Chronique de l’oncle Raoul
Les pieds dans l'eau... - © Sauve qui peut le court métrage, Rémi Boissau

Carton plein pour le premier Ciné-piscine. Grosse affluence et quelques déçus de ne pas avoir pu patauger faute de places disponibles. Cette nouveauté clermontoise excite déjà les convoitises et on murmure que le festival d’Aix-en-Provence compte se jeter à l’eau dès sa prochaine édition. Ayant déjà vu tous les films, je me suis contenté de soutenir Vincent qui a bien mouillé son maillot pour que cette séance spéciale existe.

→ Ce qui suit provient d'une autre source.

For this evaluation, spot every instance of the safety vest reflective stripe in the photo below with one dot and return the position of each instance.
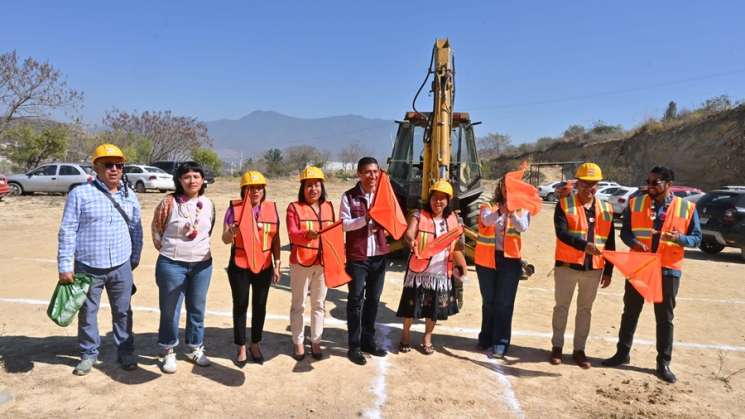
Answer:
(267, 226)
(578, 226)
(426, 228)
(307, 251)
(677, 217)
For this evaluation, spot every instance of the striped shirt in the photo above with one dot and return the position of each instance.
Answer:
(93, 232)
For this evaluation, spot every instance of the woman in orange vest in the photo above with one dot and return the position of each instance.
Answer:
(498, 266)
(242, 279)
(305, 219)
(428, 288)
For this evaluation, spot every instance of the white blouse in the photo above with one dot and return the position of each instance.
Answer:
(175, 244)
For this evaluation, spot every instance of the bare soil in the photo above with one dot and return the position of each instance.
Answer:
(37, 356)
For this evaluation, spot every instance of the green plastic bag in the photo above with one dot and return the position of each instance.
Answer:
(67, 300)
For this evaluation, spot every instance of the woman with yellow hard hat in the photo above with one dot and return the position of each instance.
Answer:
(242, 279)
(305, 219)
(428, 291)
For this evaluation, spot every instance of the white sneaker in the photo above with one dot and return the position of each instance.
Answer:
(198, 357)
(168, 364)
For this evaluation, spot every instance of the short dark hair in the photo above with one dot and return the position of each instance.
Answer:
(428, 205)
(301, 195)
(665, 173)
(365, 161)
(183, 169)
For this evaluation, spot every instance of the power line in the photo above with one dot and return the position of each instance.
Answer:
(613, 92)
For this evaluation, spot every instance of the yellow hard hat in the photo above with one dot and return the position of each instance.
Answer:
(312, 172)
(443, 186)
(253, 177)
(107, 150)
(590, 172)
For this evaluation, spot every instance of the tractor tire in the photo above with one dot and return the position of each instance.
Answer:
(15, 189)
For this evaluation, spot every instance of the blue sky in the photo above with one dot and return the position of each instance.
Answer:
(528, 69)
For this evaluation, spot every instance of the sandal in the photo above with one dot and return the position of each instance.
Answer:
(427, 349)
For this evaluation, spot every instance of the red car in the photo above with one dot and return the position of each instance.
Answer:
(4, 189)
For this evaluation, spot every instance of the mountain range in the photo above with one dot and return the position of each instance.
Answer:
(259, 131)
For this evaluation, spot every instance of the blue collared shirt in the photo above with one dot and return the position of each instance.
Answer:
(692, 238)
(94, 233)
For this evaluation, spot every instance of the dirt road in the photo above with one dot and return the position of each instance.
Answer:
(37, 356)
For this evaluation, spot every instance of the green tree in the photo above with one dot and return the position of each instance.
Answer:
(28, 147)
(671, 112)
(207, 158)
(273, 162)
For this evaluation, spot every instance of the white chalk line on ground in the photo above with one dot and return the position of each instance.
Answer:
(620, 294)
(460, 331)
(538, 289)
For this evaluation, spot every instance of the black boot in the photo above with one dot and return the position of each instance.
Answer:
(664, 373)
(620, 358)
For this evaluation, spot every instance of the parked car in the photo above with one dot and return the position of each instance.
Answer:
(604, 193)
(4, 188)
(53, 177)
(722, 215)
(685, 191)
(547, 190)
(169, 166)
(620, 198)
(143, 177)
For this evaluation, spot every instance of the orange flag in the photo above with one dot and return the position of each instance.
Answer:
(385, 209)
(521, 194)
(255, 256)
(643, 270)
(439, 244)
(333, 257)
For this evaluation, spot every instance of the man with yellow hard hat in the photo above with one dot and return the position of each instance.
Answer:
(101, 235)
(584, 227)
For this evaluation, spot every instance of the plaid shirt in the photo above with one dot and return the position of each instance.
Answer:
(94, 232)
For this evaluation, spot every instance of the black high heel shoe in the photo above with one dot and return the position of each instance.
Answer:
(257, 359)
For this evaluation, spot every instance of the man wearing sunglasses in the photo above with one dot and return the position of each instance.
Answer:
(662, 223)
(101, 235)
(584, 227)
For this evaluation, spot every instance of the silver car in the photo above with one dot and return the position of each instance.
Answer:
(143, 177)
(53, 177)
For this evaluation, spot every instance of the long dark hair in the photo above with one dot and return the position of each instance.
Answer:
(183, 169)
(445, 212)
(301, 195)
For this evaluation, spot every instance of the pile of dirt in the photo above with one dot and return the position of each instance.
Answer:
(707, 153)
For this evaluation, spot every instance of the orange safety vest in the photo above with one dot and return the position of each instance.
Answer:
(426, 232)
(678, 217)
(578, 226)
(307, 251)
(267, 225)
(484, 255)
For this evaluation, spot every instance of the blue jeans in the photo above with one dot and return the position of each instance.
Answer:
(118, 284)
(498, 291)
(178, 281)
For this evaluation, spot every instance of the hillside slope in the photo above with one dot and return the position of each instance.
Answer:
(707, 153)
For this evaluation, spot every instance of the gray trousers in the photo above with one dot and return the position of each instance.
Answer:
(118, 284)
(565, 281)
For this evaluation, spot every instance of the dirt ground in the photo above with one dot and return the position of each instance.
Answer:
(38, 356)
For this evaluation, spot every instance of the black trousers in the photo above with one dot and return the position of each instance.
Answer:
(633, 303)
(368, 277)
(241, 280)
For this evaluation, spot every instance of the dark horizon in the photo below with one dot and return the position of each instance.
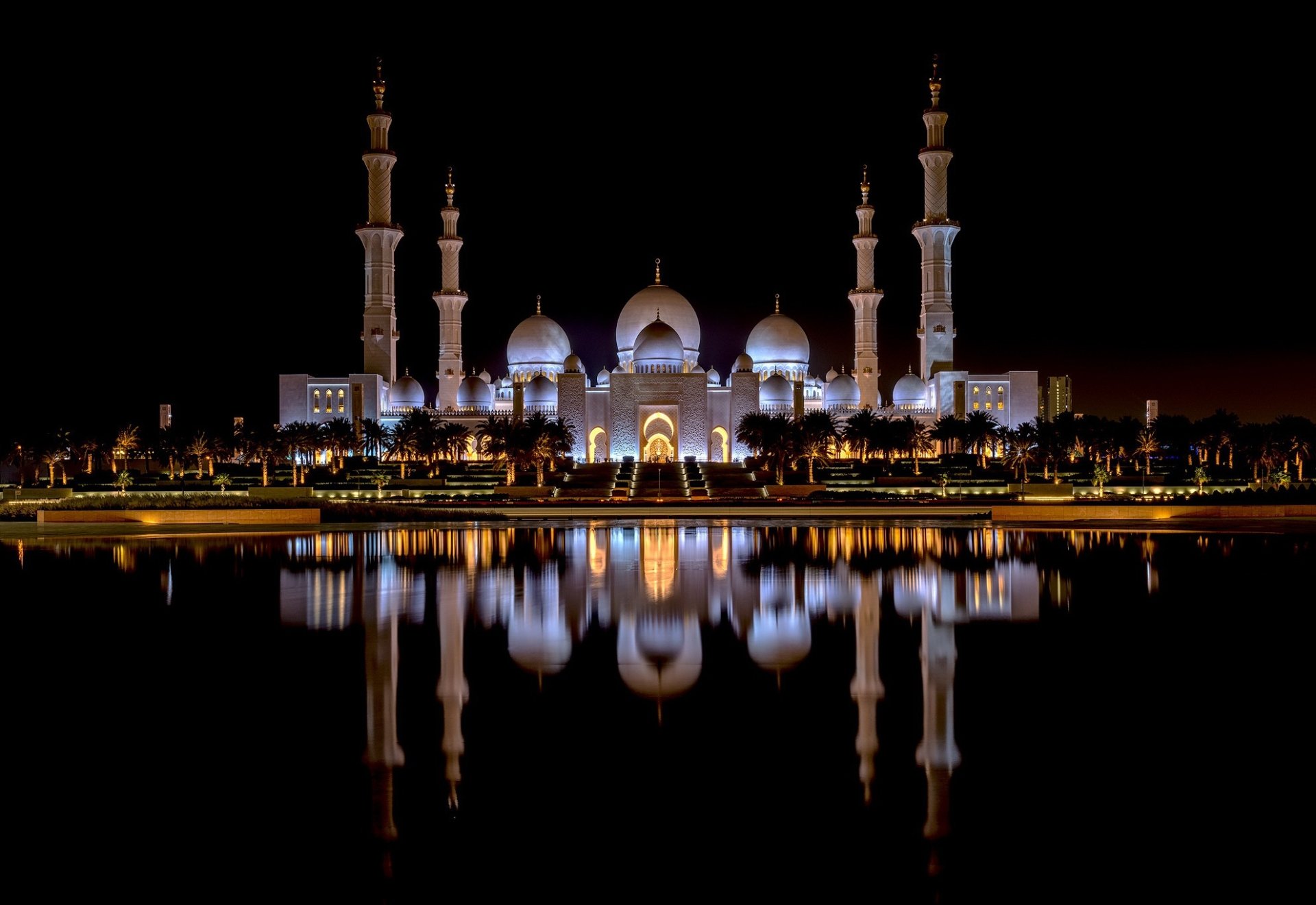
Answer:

Jeudi et vendredi, je n’ai pas vu passer les journées tout en n’ayant vu que deux programmes : un passage à Court d’histoire avec un film de Cartier (-Bresson) sur la guerre d’Espagne et un international assez diversifié avec un docu animé, un bon petit polar voire deux avec le film égyptien qui, tout en se référant à la situation insurrectionnelle de l’Egypte, adopte une forme polar avec un personnage masculin extrêmement bien campé. Avec Stéphane j’ai fait aussi un saut dans une séance française pour voir Ennui, ennui (F10) tourné en Auvergne. Un véritable ovni. Donc, au final, pas beaucoup de séances. Qu’ai-je donc foutu le reste du temps ? Beaucoup de rencontres, des repas entre amis, des visites « privées » des expos Iluminación à la Loupiote et Ça, c’est original à la Chose typo, une signature de Lieux communs et d’Une petite histoire du cinéma à l’usage d’une amie cinéphile à la boutique du festival, un petit tour à la fête Canal sans me faire piquer mes affaires comme Diane. La routine quoi… Et c’est déjà le début de la fin du festival 2014.